Snowpack interaction and response to avalanche control explosives
Mechanical & Industrial Engineering
Avalanche hazard mitigation programs routinely use explosive charges to release avalanches and to test slope stability, but fundamental understanding of snowpack response to explosive detonations is lacking. An appropriate instrumentation suite was developed and placed in close proximity to the explosives. Pentolite cast boosters were detonated on and at various heights above the snow surface. Snowpack dynamic response and air overpressures were measured. An analytic tool was also used to examine the internal dynamic snow response during explosive events. An explicit nonlinear dynamic model (using ANSYS/AUTODYN) was developed where the explosion, shock propagation through air and snow response was simulated in a single analysis. This versatile approach handles the complex interactions from explosive events and solids, gases and liquids. Nonlinear interactions and responses are modeled during the detonation and subsequent propagation through the air and snow. The model predicts snow internal structural response during explosive events including cratering, stress, strain, density changes, velocity and acceleration. This research is leading to increased insight for more effective application of explosive products used in avalanche control.
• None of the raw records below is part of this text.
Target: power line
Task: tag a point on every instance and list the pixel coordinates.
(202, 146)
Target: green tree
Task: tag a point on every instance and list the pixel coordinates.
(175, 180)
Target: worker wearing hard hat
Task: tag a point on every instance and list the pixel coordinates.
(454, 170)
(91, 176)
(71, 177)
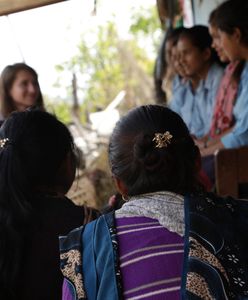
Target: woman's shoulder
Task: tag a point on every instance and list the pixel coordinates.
(63, 214)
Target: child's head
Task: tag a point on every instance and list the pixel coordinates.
(151, 150)
(195, 51)
(37, 148)
(19, 89)
(36, 162)
(232, 22)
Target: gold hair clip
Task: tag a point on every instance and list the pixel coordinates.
(162, 139)
(3, 142)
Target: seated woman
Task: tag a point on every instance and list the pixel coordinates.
(223, 119)
(170, 240)
(37, 168)
(200, 64)
(232, 25)
(19, 89)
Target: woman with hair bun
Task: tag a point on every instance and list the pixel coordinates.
(170, 240)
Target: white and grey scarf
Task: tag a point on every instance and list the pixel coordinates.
(166, 207)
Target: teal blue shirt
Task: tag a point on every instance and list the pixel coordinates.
(196, 108)
(239, 135)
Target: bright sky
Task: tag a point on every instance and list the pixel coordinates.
(47, 36)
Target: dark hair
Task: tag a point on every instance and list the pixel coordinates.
(143, 167)
(161, 66)
(201, 39)
(232, 14)
(7, 78)
(30, 159)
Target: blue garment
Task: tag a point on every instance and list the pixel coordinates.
(196, 108)
(239, 135)
(215, 253)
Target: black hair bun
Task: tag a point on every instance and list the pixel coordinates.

High-Temperature Corrosion Research
Paul E. Gannon
Chemical and Biological Engineering
High-temperature (>500°C) corrosion is ubiquitous in chemical process industries and energy conversion systems, e.g., boilers, engines and fuel cells. Our group conducts both fundamental and applied research into high-temperature corrosion phenomena, seeking to understand corrosion mechanisms and facilitate corrosion prevention strategies. This talk will overview past and present projects in context of improving materials durability and increasing process or system performance.